From an early age, Dean Chang thought he might want to work as a journalist. While serving as editor of the University at Albany’s student-run newspaper, the Albany Student Press (ASP), he decided that a career in the news business was “what I want to do.”
The ASP experience provided both the insight and the skills Chang would need as a journalist. After earning a bachelor’s degree in political science, he worked at The Saratogian, the Bergen Record in New Jersey, and the New York Daily News. Chang joined The New York Times as deputy metro editor in 2008; “I’m in charge of political coverage for the entire state.”

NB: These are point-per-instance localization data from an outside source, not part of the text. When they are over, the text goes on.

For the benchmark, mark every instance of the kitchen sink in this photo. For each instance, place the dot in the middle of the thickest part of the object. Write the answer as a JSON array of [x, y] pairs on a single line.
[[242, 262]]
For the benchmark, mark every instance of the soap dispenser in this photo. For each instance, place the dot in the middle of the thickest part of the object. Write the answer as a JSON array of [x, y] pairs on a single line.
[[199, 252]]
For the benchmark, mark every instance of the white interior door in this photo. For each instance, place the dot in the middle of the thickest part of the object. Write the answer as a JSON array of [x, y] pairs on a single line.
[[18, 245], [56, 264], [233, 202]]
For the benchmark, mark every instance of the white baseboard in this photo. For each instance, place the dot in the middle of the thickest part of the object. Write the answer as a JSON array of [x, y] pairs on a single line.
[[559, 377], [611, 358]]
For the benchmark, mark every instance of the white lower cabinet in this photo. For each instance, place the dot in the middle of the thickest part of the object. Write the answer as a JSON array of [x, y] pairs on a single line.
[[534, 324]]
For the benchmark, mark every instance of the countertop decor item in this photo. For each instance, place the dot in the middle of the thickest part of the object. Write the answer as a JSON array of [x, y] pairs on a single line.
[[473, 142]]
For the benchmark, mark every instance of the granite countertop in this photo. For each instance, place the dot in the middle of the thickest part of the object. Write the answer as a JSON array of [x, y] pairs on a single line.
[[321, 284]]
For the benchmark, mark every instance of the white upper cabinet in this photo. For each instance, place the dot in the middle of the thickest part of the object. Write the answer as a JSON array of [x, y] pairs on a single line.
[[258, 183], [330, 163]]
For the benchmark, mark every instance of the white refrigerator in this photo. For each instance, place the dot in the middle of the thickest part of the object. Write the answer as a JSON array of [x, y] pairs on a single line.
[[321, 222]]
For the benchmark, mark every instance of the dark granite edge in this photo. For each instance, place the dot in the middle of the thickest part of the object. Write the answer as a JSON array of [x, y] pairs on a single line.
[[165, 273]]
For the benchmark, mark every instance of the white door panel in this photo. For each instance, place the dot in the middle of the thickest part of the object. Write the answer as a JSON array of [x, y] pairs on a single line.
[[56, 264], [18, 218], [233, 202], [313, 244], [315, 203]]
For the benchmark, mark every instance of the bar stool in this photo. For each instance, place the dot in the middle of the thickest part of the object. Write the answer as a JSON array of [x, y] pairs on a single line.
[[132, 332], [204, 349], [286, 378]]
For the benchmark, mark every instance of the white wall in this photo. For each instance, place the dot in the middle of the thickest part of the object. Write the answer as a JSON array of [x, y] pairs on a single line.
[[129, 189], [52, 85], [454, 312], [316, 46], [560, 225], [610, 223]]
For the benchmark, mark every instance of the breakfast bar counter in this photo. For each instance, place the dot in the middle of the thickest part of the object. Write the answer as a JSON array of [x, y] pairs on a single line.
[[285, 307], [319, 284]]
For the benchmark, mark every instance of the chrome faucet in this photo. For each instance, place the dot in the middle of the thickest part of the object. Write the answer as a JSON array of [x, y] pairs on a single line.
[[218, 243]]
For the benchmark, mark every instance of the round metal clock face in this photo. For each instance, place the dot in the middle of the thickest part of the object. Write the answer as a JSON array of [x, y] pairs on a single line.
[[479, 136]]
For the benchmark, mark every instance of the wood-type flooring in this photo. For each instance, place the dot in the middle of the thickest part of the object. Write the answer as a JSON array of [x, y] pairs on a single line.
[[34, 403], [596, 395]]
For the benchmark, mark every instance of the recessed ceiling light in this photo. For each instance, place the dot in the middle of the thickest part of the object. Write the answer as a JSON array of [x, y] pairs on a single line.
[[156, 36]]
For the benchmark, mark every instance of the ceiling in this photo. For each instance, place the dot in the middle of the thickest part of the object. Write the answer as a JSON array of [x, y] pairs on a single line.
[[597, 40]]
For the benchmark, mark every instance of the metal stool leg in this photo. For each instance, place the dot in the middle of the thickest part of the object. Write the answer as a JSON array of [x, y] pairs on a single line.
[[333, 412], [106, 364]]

Chang is reminded of the sobering role journalism serves when he looks back on Sept. 11, 2001. Then city editor at the Daily News, he remembers that the attack occurred on the same day New York’s primary elections were held. He was at home, watching television and planning to arrive at the office late to cover the returns, when he saw the first plane hit the towers. That’s when he knew he was going to be working late – but it wouldn’t be for the primaries.
“It was just one of those crazy, all-hands-on-deck situations where everything was disrupted, and every reporter at the paper, and then some, were thrown onto the story,” Chang noted.
“I love what I do, and I’m so lucky to be at The Times,” the veteran editor said. “But a part of me believes that every newsroom experience I’ve ever had still pales to the best of times at the ASP.”
Chang regards the ASP as the archetypal newsroom. There was something almost whimsical about the paper: “So many talented journalists came from the ASP, and I was lucky to have worked with many of them.” One, in fact, was Heidi Gralla, B.A.’87, who served as an editor of the paper before Chang did – and who would one day become his wife.
During the rare moments of downtime in their busy lives, “when we’re not worrying about our three kids and everything else,” Chang joked, he and Gralla reminisce about the student newspaper. “We both look back very fondly at our time at the ASP.”
Given his tenure in the newspaper business, Chang has experienced the industry’s many ebbs and flows: the downsizing, the upsurge of multi-tasking, and the shift in focus to prioritize online publishing. But, he observed, journalism “has always been a check on government, and probably never more so, at least in my life, than right now.”